Here is what I typically have 4-5 times a week:
Roma Tomatoes
baby carrots
over ripe bananas
oranges
fresh and/or frozen strawberries

about once a week I have some of the following:
pineapple
spinach
garlic
a couple of limes
celery stalks no leaves

I know garlic will make milk taste bad but mine are all 6-9 month old does not bread. 

The real question is can I toss it in the pen? Do I need to cut it up. We are talking whole pineapple and oranges etc. Can they have peals on bananas? Any of these total no no's? etc.

I also have; 4 chickens that might like some of it, but I rather give it to the goats. 

Thanks


----------



## VincekFarm

I give my goats veggies & fruits all the time. I'm not looking at a list of what is poisonous etc. right now but out of your list my goats will eat bananas (peel and all.), carrots and sometimes strawberries or spinach; our chickens prefer the strawberries and spinach though so they are the ones that often get it. 

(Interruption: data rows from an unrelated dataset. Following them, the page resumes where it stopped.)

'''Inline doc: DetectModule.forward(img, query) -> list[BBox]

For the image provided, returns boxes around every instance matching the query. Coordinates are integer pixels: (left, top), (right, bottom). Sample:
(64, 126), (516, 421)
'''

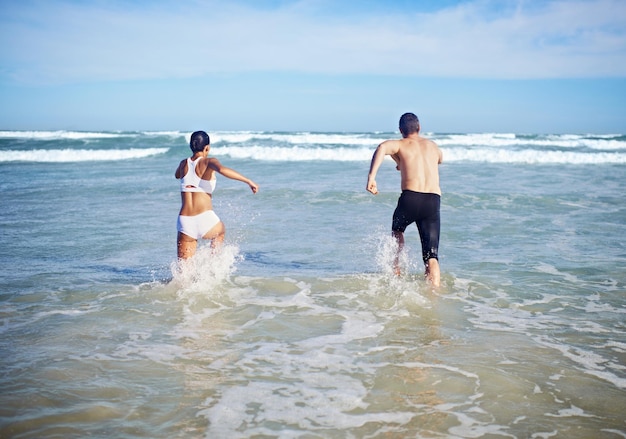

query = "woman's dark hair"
(189, 131), (211, 152)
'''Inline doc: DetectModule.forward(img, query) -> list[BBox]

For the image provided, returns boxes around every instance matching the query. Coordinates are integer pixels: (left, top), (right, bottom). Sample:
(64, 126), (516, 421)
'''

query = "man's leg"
(425, 258), (441, 287)
(391, 231), (404, 276)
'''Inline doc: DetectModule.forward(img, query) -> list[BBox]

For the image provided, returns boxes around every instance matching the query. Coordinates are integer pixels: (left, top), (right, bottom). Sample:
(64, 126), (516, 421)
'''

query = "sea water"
(0, 131), (626, 439)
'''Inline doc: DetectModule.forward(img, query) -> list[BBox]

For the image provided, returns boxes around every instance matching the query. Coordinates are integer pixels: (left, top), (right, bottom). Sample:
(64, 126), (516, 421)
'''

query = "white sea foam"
(0, 148), (169, 163)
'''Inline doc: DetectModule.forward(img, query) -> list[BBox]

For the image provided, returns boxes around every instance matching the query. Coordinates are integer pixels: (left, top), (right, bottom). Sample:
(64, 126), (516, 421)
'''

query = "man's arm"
(366, 140), (399, 195)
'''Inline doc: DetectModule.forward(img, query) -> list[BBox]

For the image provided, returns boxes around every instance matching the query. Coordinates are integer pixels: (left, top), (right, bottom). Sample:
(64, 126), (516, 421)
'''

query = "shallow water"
(0, 133), (626, 438)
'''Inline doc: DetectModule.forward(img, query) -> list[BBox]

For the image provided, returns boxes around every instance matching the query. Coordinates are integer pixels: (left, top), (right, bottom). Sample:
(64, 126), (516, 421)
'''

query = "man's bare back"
(367, 133), (443, 195)
(366, 113), (443, 286)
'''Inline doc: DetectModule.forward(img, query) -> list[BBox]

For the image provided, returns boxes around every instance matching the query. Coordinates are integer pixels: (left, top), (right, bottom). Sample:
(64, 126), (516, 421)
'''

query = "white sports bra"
(180, 158), (217, 195)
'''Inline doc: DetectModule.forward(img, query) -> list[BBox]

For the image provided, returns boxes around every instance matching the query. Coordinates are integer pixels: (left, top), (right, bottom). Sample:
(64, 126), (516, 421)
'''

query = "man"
(367, 113), (443, 287)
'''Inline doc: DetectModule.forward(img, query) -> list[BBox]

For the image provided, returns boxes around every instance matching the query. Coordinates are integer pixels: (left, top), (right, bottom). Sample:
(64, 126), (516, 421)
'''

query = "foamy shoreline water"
(0, 132), (626, 439)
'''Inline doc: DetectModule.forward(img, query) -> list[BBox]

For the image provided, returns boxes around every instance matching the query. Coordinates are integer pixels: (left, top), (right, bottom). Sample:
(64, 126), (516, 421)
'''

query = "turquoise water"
(0, 132), (626, 438)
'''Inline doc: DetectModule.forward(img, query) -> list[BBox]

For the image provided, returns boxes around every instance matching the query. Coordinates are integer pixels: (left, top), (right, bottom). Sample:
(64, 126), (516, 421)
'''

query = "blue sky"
(0, 0), (626, 133)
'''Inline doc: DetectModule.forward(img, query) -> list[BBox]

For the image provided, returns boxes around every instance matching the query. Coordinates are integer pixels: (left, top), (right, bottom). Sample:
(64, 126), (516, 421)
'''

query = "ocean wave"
(0, 148), (169, 163)
(212, 146), (626, 165)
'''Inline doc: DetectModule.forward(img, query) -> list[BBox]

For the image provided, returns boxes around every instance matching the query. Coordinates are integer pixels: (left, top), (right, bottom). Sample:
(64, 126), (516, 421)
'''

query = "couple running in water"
(175, 113), (442, 286)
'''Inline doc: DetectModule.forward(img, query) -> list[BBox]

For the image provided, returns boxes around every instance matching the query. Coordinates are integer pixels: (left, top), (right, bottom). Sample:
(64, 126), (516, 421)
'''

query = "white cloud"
(0, 0), (626, 83)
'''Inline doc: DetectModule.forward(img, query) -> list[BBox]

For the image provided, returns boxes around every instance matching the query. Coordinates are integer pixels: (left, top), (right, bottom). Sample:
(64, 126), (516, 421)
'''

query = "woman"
(175, 131), (259, 259)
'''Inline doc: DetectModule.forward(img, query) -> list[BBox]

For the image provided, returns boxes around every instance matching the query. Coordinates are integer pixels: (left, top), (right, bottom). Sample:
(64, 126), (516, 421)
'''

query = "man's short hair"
(189, 131), (211, 152)
(400, 113), (420, 136)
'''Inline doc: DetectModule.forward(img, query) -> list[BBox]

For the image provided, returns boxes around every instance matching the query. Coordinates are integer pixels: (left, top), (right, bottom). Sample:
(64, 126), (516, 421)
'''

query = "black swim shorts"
(391, 190), (441, 263)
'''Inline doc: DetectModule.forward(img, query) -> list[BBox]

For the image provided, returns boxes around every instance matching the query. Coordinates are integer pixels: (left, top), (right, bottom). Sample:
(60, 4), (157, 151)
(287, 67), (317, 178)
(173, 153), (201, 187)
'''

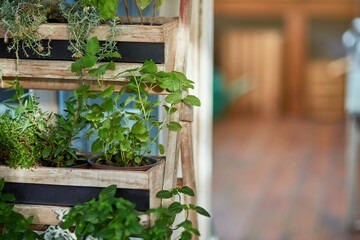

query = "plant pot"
(88, 155), (159, 171)
(0, 160), (165, 225)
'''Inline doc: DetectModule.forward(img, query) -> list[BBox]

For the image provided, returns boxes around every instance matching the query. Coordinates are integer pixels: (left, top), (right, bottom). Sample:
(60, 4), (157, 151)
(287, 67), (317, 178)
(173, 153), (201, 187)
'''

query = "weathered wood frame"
(0, 0), (197, 231)
(0, 17), (178, 94)
(0, 158), (165, 225)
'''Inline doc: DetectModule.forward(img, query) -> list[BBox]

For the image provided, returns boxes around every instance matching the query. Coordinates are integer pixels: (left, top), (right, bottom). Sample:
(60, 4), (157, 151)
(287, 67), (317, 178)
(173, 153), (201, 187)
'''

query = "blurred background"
(212, 0), (360, 240)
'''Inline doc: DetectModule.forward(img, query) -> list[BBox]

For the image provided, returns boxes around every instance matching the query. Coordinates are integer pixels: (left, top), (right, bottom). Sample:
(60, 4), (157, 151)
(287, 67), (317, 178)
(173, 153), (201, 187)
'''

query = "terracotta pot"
(88, 155), (159, 171)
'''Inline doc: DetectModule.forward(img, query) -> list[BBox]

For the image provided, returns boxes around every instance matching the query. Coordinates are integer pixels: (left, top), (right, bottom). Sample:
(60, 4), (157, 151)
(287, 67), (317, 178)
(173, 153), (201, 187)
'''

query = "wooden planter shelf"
(0, 17), (178, 94)
(0, 158), (165, 225)
(0, 0), (197, 231)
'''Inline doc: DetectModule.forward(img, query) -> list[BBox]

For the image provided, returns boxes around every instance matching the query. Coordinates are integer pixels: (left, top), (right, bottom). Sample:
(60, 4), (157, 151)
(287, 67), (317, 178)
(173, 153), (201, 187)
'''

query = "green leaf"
(84, 213), (99, 224)
(158, 144), (165, 155)
(131, 121), (146, 134)
(137, 0), (152, 10)
(165, 90), (182, 104)
(89, 63), (109, 77)
(85, 223), (95, 233)
(100, 98), (114, 112)
(99, 85), (115, 98)
(120, 140), (131, 152)
(99, 51), (121, 58)
(180, 231), (192, 240)
(98, 0), (118, 20)
(71, 58), (86, 72)
(184, 95), (201, 107)
(106, 61), (115, 71)
(140, 60), (157, 73)
(91, 138), (104, 153)
(166, 122), (181, 132)
(61, 218), (75, 229)
(99, 184), (116, 200)
(169, 202), (183, 214)
(42, 146), (52, 158)
(179, 186), (195, 197)
(85, 36), (100, 56)
(0, 178), (5, 191)
(82, 55), (99, 68)
(123, 96), (136, 107)
(164, 105), (177, 114)
(156, 190), (173, 199)
(195, 206), (210, 217)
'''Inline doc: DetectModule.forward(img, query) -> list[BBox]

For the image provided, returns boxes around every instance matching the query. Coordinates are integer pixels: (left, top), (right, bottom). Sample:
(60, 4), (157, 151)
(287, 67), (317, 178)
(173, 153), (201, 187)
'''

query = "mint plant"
(61, 185), (142, 240)
(61, 185), (210, 240)
(8, 80), (87, 167)
(83, 61), (200, 167)
(0, 0), (50, 66)
(71, 37), (121, 89)
(0, 112), (43, 168)
(141, 186), (210, 240)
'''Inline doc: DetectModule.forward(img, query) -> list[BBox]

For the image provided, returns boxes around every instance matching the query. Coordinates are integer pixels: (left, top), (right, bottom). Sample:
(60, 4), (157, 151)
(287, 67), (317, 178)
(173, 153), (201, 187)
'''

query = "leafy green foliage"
(42, 85), (87, 167)
(62, 185), (142, 240)
(4, 80), (88, 167)
(0, 0), (50, 65)
(71, 36), (121, 88)
(0, 178), (42, 240)
(141, 186), (210, 240)
(0, 113), (43, 168)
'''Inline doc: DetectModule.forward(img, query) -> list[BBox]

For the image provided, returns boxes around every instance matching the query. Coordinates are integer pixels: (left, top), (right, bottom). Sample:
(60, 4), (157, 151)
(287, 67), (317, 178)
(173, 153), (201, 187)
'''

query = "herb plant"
(0, 0), (50, 66)
(141, 186), (210, 240)
(61, 185), (210, 240)
(83, 58), (200, 167)
(61, 185), (142, 240)
(0, 113), (43, 168)
(0, 179), (41, 240)
(8, 80), (86, 167)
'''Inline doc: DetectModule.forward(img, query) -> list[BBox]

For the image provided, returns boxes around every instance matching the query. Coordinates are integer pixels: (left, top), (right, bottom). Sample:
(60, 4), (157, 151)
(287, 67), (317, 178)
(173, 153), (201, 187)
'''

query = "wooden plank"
(214, 0), (356, 20)
(0, 59), (165, 81)
(180, 122), (198, 229)
(0, 59), (168, 94)
(164, 18), (179, 72)
(285, 11), (308, 116)
(0, 161), (172, 189)
(0, 17), (177, 43)
(14, 204), (149, 226)
(149, 160), (165, 225)
(162, 104), (181, 207)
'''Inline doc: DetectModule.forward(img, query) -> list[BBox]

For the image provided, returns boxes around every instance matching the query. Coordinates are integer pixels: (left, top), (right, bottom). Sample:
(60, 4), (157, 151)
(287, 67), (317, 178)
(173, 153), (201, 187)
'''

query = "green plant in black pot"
(84, 61), (200, 167)
(0, 0), (50, 66)
(42, 87), (87, 167)
(8, 80), (87, 167)
(0, 179), (42, 240)
(61, 185), (210, 240)
(0, 112), (43, 168)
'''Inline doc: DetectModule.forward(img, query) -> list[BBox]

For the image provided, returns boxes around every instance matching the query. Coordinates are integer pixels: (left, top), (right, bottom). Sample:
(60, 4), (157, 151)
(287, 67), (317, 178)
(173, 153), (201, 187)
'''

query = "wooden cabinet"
(214, 0), (356, 116)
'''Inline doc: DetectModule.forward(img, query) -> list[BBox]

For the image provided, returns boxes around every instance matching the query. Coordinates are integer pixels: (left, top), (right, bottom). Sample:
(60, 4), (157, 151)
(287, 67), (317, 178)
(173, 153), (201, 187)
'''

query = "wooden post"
(163, 0), (192, 196)
(285, 10), (308, 116)
(345, 116), (360, 230)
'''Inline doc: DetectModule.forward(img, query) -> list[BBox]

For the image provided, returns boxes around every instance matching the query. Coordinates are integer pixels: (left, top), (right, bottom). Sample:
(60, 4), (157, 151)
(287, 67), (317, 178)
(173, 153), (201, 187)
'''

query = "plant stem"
(150, 0), (157, 26)
(123, 0), (132, 24)
(135, 0), (144, 25)
(16, 92), (54, 148)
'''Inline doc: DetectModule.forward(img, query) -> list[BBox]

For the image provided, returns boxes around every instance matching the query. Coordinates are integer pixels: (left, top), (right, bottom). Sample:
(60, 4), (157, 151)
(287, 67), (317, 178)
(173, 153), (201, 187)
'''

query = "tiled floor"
(213, 115), (360, 240)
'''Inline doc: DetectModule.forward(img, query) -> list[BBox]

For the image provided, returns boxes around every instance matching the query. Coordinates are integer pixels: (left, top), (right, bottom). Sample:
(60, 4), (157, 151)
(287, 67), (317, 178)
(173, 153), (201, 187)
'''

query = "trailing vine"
(0, 0), (50, 66)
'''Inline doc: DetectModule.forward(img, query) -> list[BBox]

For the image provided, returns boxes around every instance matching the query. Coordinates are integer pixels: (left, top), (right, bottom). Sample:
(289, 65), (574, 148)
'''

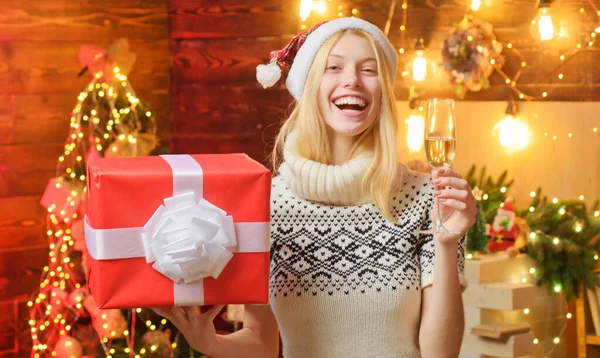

The chickens will eat tomatoes.
I don't know any animals that are big fans of citrus fruits, garlic or celery.
You don't need to cut it up.


----------



## MsScamp

I could be way off base here, but I think I would be careful with the celery because the strings could be a choking hazard.


----------



## goathiker

My goats LOVE celery. One of them grows a giraffe neck when I bring it out. Lime juice will burn their mouths and throats. Tomatoes are fine. Banana peels are fine. Oranges could be squeezed into their water for a treat. I'd cut up the pineapple.


----------



## Hurkett_Hill_Farm

My goats love bananas, celery I cut up with their feed, one likes lemons, all like grapefruit peels and oranges. Peaches, soft fruits etc, they love! They stand at the fence when I'm in the garden whining for treats - carrot tops, pea vines, corn stalks. Love squash, pumpkins etc. They really aren't picky. The only thing they don't like is potato peels, that is about it!


----------



## packhillboers

Our goats all seem to like lemon or orange peels and it is good for them. I read up on the food grade wax & the Thiabendozole that most of our fruits have sprayed on them. I do wash the oranges and apples but the amount is so minimal and should not be a problem nor will it hurt the goats or be enough to effect or contaminate your goat's milk to a level to worry about. Hot water washes most of this off the peels. There are other pesticides that are bad and that are used and I can't remember the names but most do not use them anymore as they are questionable. Banannas may have harsher pesticides used and they are imported. The thiabendozole evidently is or has also been used as a de-wormer. It is used on most of our fruits. After reading about this, I feel giving the goats these peels are safe.


----------



## TheGoatWhisperer

Our goats love apples carrots and oranges...we just cut the apples and oranges up into about quarter sized pieces and the carrots leave whole cause we buy them as finger carrots. I should say only two of our goats like oranges out of the three we have...must depend on the goat  I have also seen them eat squash...a friend of ours threw their Halloween pumpkin in the field and it was gone in a couple days! It was funny to see them with orange lips!We've also tried to feed them cucumbers but they didn't seem to like those.


----------



## Wild Hearts Ranch

I gave mine some bruised tangerines the other day and they loooooved them! Clover was so happy she smiled


----------



## MsScamp

:lol: :lol:


----------